For herring, joint industry/science herring surveys have been undertaken in the western British Isles (ICES Divisions 6a, 7bc) since 2016 with the aim of improving the knowledge base for the herring spawning stock components in these areas and support ICES herring stock assessments (Mackinson et al. 2017, 2018, 2019, 2020, 2021). This includes acoustic surveys on known active spawning grounds, with targeted trawling to collect biological information (species confirmation, length/age, maturation state) and ground truth the acoustic data. As the information about the spawning component is given at an aggregate level by Area/Strata and cannot be disaggregated at sampling unit level, data obtained from these surveys were not directly suitable for modelling or mapping aggregations of spawning herring at the higher spatial resolution as used in the present study. Consultation with the coordinator of the surveys was undertaken instead for map validation (see section 2.4.2).

Summary information on spatial distribution of herring spawning in Scottish waters, as recently mapped by Frost and Diele (2022), combining evidence from various current and historic surveys, was also used for the map validation.

Similarly, additional evidence including, for example, known areas specifically designated or managed to protect a species (or its life stages) was obtained from the literature (also including policy documents/reports) and used to inform the map validation (Appendix C).

2.4.2 Stakeholder engagement

A component of the map validation process was based on expert knowledge through stakeholder consultation as also done (MMO 2013, 2016) or called for (Aires et al. 2014) in previous projects.

Stakeholders were selected at the beginning of the project as representatives of Government agencies involved in marine conservation and management, the fishery industry, as well as academics with experience in research on fish and shellfish habitats. Stakeholders with knowledge of the species distribution and data within Scottish waters were prioritised, but the stakeholder selection was also extended to expertise available UK- wide. The list of affiliations of the stakeholders engaged in the project is given in Table 7.

Table 7. Affiliations of the stakeholders involved in the project, with number of consultees shown.
Government agencies and their scientific advisors
Marine Scotland Directorate (Marine Scotland Science and Marine Planning and Policy divisions, incl. Marine Licensing and Operations Team (1), Fisheries Policy Team (1), MARLAB Stock Assessment and Modelling Group, Pelagic Fisheries Group), 4
NatureScot, 1 (1)
Joint Nature Conservation Committee (JNCC), 1 (1)
Marine Management Organisation (MMO), 1 (1)
Natural England (NE), 1 (1,2)
Centre for Environment, Fisheries and Aquaculture Science (Cefas; Offshore Wind Evidence and Change Programme project), 1 (1)
Industry
Scottish White Fish Producers Association (SWFPA), 1
Scottish Pelagic Fishermen's Association (SPFA; Industry Herring Survey West British Isles), 1
Scottish Fishermen's Federation (SFF), 1 (1)
National Federation of Fisherman's Organisations (NFFO), 2 (1)
Regional Inshore Fisheries Groups (RIFG), 1 (1)
Communities Inshore Fisheries Alliance (CIFA), 1 (1)
Squid Fisher (Moray Firth), 1
Academia / Consultancies
Edinburgh Napier University (WOSHH project, West of Scotland Herring Hunt), 2
University of Plymouth, 1 (2)
APEM Ltd, 1 (2)
University of Hull / International Estuarine & Coastal Specialists Ltd (IECS.ltd), 1 (2)
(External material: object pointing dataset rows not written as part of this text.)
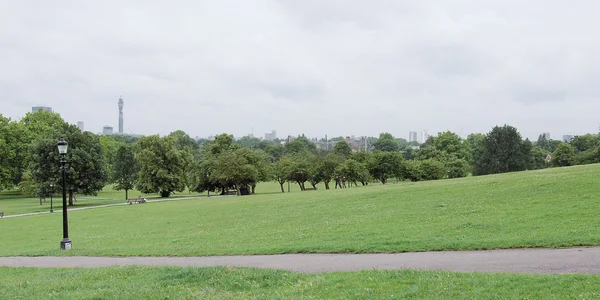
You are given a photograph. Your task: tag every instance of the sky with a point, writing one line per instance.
(313, 67)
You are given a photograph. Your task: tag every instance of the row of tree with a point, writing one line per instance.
(172, 163)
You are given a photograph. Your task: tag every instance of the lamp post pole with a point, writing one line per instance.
(65, 244)
(51, 193)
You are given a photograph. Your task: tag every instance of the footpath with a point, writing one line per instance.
(530, 261)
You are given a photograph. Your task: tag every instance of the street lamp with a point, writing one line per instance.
(51, 193)
(65, 244)
(208, 175)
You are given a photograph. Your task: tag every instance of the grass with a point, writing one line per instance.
(12, 202)
(549, 208)
(246, 283)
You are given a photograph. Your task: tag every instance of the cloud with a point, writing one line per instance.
(314, 67)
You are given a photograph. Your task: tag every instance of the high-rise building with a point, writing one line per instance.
(120, 115)
(567, 138)
(424, 136)
(42, 108)
(107, 130)
(271, 136)
(413, 136)
(546, 135)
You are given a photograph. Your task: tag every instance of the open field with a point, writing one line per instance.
(12, 202)
(550, 208)
(246, 283)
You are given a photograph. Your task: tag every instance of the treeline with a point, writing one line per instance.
(170, 164)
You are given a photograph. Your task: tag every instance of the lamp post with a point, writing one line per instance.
(51, 193)
(65, 244)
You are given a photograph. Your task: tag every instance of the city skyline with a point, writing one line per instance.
(306, 67)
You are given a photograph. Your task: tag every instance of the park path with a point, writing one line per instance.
(108, 205)
(532, 261)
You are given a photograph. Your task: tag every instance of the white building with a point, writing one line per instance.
(107, 130)
(271, 136)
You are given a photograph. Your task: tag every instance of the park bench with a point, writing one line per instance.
(139, 199)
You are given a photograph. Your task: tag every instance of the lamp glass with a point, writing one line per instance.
(62, 146)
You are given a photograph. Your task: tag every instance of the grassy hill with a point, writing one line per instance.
(549, 208)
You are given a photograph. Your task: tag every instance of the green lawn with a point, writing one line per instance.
(550, 208)
(244, 283)
(12, 202)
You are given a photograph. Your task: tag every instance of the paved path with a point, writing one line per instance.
(534, 261)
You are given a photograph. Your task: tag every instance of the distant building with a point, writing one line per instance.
(546, 135)
(424, 136)
(271, 136)
(107, 130)
(413, 136)
(42, 108)
(120, 115)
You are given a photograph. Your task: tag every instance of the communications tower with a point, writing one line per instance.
(120, 115)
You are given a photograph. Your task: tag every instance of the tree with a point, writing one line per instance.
(585, 142)
(386, 143)
(353, 171)
(125, 169)
(109, 149)
(283, 169)
(538, 158)
(235, 167)
(86, 172)
(502, 152)
(162, 166)
(451, 144)
(299, 171)
(563, 156)
(384, 165)
(342, 148)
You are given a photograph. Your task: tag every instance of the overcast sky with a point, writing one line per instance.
(317, 67)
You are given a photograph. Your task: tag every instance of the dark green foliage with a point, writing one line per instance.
(86, 173)
(342, 148)
(162, 166)
(503, 151)
(353, 171)
(384, 165)
(125, 169)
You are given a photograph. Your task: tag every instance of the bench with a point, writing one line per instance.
(139, 199)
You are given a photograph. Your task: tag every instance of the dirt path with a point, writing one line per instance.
(533, 261)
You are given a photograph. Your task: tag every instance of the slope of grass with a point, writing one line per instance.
(13, 202)
(242, 283)
(550, 208)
Table footnotes: (1) Member of the Project Steering Group (PSG). (2) Consultees also involved as leads (Natural England and APEM Ltd) and experts (academics) in the project on EFH indicators being developed for Natural England in parallel to this project. It is of note that the Natural England project lead was also formerly Estuarine & Coastal Fish specialist on the Environment Agency's Estuarine & Coastal Monitoring & Assessment Service, hence bringing that experience to the table as well.

Stakeholders were engaged since the start of the project to also inform data sourcing (section 2.2.1). For map validation, the maps resulting from the modelling and habitat proxy approaches were shared with the stakeholders with the request for feedback on how the maps matched their expert knowledge on the species distribution (often also arising from direct experience of surveys and observations). This feedback was transferred into the final (validated) maps by highlighting the areas where discrepancies occurred. The model/habitat proxy results were examined in more detailed in those areas to identify the reason for the mismatch, where possible (e.g. whether it was due to a limitation of the modelling tool, or of its mapping using particular environmental conditions).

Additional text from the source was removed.